Hillary Clinton visited our little town yesterday and marched in our Fourth of July parade. I don’t know how I’m going to vote yet (and when I do, I won’t talk about it here, because I’m not stupid). But Mrs. Clinton seems like a smart, tough lady and probably is just as qualified as anybody else to be President of the United States.

Mrs. cpb isn’t sure who she’s going to vote for, either. But my wife is very sweet and thought it was pretty cool that a major political figure would be walking right by us when we stood on Main Street for the parade. She wanted to make Mrs. Clinton feel welcome. Before I had even gotten out of bed yesterday, she’d made two signs to welcome the former First Lady to Gorham.

A few other locals made signs of their own. They were asking questions about Benghazi and accused Mrs. Clinton of being a liar and (for reasons I didn’t get clarified) “anti-woman.” My problem is not that I agree or disagree with what they’re saying (though I’m pretty sure that Mrs. Clinton likes women as a group, and that she was cleared on the Benghazi thing in, like, November). My problem is that I just don’t understand why they’re so mad.

Before I present my photos, I will ask a general, rhetorical question about modern Right Wing politics. And I ask this as someone who has some conservative values and even registered as a Republican not terribly long ago.

So here’s my question, Right Wingers:

What is your deal?

You don’t have to like Hillary Clinton, obviously. In fact, you’re free to dislike her quite a bit. Her husband—though he was undeniably a good president—had the unfortunate taint of scandal hovering around him even before he took office. But like another reasonably decent president whom you guys really despise for some reason, there seems to be no rational reason for the intense, vocal, bitter hatred that you sling her way.

Back in January 1993, Bill Clinton was giving his first State of the Union address. I was a young newspaper reporter in the Southern Oregon city of Roseburg (My proposed motto for Roseburg: “If there were a ballot measure to make enslaving black people legal again, no more than a third of us would vote ‘Yes’!”). My editors asked me to go around while Clinton’s speech was going on and get people’s reactions. At about the point where Clinton was talking about universal health care, I wandered out of the rain and into an appliance store. There, the lonely proprietor was watching Clinton on a wall of TV’s. I asked him how he thought the speech was going.

I don’t remember his exact words, but they were really angry. According to him, the country was going to hell, America was about to be taken over by the United Nations, and Bill Clinton was the first in a long line of leaders who would rule us with a mandate handed down (up?) by the Antichrist. Then he said a bunch of Bible verses.

At this point, Clinton had been in office for twenty-eight days.

I wish I could say that he was atypical of people who hate the Clintons, President Obama, political pragmatism, etc, etc. But he wasn’t. I’ve run into dozens of people like him while working both in journalism and education. The first thing I notice is that they’re really vocal. The second is that they don’t really seem to care whom they are vocal with.

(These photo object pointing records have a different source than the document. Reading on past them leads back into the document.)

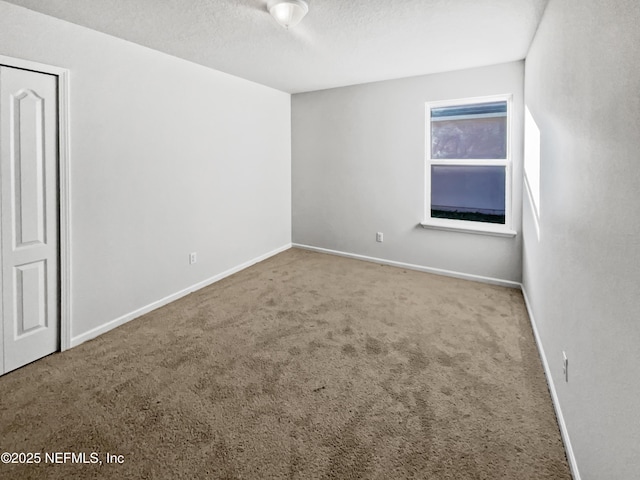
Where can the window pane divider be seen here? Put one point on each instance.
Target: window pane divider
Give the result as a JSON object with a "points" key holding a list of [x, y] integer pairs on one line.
{"points": [[469, 162]]}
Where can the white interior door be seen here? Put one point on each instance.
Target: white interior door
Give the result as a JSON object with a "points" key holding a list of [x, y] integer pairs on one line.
{"points": [[29, 216]]}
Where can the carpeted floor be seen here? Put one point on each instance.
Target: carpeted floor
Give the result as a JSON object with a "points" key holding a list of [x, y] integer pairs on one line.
{"points": [[304, 366]]}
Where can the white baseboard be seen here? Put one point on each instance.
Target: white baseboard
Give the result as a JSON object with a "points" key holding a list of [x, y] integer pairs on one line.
{"points": [[75, 341], [410, 266], [573, 464]]}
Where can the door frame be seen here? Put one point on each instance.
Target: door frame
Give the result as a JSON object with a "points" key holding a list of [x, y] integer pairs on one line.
{"points": [[64, 193]]}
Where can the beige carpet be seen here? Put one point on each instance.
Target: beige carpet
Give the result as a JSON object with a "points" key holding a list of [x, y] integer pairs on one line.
{"points": [[304, 366]]}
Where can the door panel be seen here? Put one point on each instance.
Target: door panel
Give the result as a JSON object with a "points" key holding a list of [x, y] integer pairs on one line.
{"points": [[29, 216]]}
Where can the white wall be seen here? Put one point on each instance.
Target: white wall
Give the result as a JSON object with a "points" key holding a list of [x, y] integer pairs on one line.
{"points": [[167, 158], [583, 275], [358, 168]]}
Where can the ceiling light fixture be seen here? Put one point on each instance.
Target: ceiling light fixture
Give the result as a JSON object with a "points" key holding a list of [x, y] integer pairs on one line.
{"points": [[288, 13]]}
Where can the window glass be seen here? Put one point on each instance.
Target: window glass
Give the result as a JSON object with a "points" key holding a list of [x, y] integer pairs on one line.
{"points": [[469, 131], [473, 193]]}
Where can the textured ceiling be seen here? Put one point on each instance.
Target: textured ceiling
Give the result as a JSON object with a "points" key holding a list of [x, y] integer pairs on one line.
{"points": [[338, 43]]}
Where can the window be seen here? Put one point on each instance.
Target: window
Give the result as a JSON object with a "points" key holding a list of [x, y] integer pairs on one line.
{"points": [[468, 165]]}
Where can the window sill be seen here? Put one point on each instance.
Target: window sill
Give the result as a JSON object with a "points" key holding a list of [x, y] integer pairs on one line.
{"points": [[466, 228]]}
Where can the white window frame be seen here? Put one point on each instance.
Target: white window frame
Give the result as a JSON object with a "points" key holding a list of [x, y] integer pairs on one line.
{"points": [[467, 225]]}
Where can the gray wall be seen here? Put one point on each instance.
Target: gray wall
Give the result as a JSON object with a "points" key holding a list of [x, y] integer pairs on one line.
{"points": [[358, 168], [583, 276], [167, 158]]}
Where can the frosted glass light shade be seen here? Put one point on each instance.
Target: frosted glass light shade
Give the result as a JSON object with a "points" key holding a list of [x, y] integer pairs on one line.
{"points": [[288, 13]]}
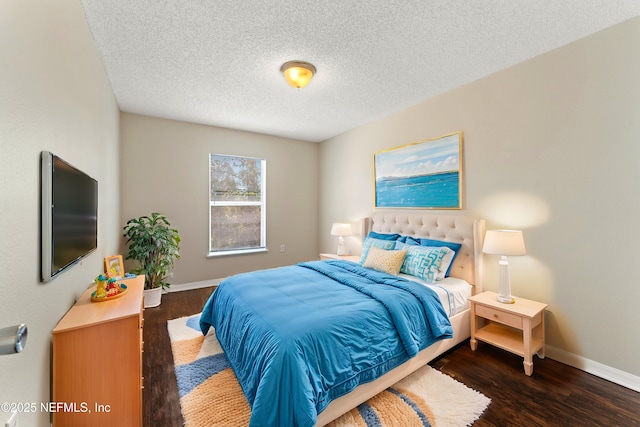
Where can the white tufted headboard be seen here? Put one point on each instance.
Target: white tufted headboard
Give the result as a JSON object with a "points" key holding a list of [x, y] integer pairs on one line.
{"points": [[468, 231]]}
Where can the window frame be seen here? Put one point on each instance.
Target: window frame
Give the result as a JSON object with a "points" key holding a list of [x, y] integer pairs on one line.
{"points": [[262, 203]]}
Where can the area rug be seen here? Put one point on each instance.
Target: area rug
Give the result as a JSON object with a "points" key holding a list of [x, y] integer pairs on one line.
{"points": [[210, 394]]}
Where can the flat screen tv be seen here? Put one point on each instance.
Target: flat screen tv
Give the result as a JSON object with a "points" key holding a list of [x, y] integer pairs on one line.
{"points": [[69, 217]]}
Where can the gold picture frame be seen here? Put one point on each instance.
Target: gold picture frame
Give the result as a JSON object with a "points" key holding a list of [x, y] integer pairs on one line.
{"points": [[426, 174], [114, 266]]}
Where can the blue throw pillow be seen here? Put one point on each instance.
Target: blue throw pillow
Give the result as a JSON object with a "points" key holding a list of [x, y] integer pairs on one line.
{"points": [[422, 261], [370, 241], [381, 236], [436, 243]]}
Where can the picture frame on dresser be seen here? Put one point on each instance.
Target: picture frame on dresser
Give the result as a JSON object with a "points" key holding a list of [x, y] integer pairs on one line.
{"points": [[426, 174], [114, 266]]}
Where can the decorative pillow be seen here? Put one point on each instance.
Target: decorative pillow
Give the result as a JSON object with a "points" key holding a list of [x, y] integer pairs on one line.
{"points": [[382, 236], [435, 243], [370, 241], [421, 261], [385, 260], [447, 260]]}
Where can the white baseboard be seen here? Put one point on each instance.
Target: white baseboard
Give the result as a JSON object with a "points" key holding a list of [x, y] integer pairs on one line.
{"points": [[195, 285], [598, 369]]}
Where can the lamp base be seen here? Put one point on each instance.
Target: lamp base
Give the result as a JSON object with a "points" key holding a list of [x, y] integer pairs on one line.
{"points": [[506, 299]]}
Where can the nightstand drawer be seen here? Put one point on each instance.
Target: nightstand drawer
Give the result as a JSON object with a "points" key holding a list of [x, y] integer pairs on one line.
{"points": [[499, 316]]}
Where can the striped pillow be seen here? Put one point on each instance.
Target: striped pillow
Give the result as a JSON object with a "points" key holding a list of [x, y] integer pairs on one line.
{"points": [[422, 261], [379, 243], [385, 261]]}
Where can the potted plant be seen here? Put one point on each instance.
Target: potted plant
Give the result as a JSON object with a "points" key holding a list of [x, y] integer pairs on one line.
{"points": [[155, 246]]}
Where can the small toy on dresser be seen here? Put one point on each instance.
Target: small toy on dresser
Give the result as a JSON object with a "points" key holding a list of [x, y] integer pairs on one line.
{"points": [[107, 288]]}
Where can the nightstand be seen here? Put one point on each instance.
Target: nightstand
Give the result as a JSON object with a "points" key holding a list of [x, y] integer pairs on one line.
{"points": [[352, 258], [517, 327]]}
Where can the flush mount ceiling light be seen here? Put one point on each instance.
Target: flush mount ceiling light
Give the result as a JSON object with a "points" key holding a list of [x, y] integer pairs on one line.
{"points": [[298, 73]]}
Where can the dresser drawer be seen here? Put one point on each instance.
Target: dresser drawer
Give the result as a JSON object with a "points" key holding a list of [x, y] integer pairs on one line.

A recent example: I was mailing a package from North Conway last week. The news that Mrs. Clinton was going to be in Gorham had just gotten out, and the guy behind the postal counter wasn’t happy. He popping off about how much he hated Mrs. Clinton to pretty much to anyone who would listen—me, other postal customers, anyone. This kind of thing is constant, and I just don’t understand. I’m confident we’ll reach consensus one day that George W. Bush wasn’t a very good president. He was elected (sort of) in a very bitter election. But after Sept. 11, he had an approval rating north of 90 percent. You don’t get that without a little bipartisan support. I’m not a universal fan of Democrats by any means, but they do seem to want to get everyone together when times are tough.

I don’t perceive the same sentiment from their opposite number.

Now, I am not naive enough to believe that American politics got this stupid and nasty only recently. I remember hearing a story about a couple of U.S. Army officers in Europe drinking a toast to the recently deceased FDR. They weren’t toasting him, they were celebrating his death! (And he was a great president! We were winning the war and everything!)

I also get that the Clintons aren’t perfect people. They’re politicians. They both like to seek office for reasons we’ve all come to expect from the ruling class. But I do believe that Hillary Clinton wants to be president because she believes that she can leave the United States in better shape. If we don’t all agree on the best ways to go about this, and we believe that other people would do a better job than she could, maybe we could go about it in a more respectful way.

Besides: Insulting visitors is rude. Show the lady some respect.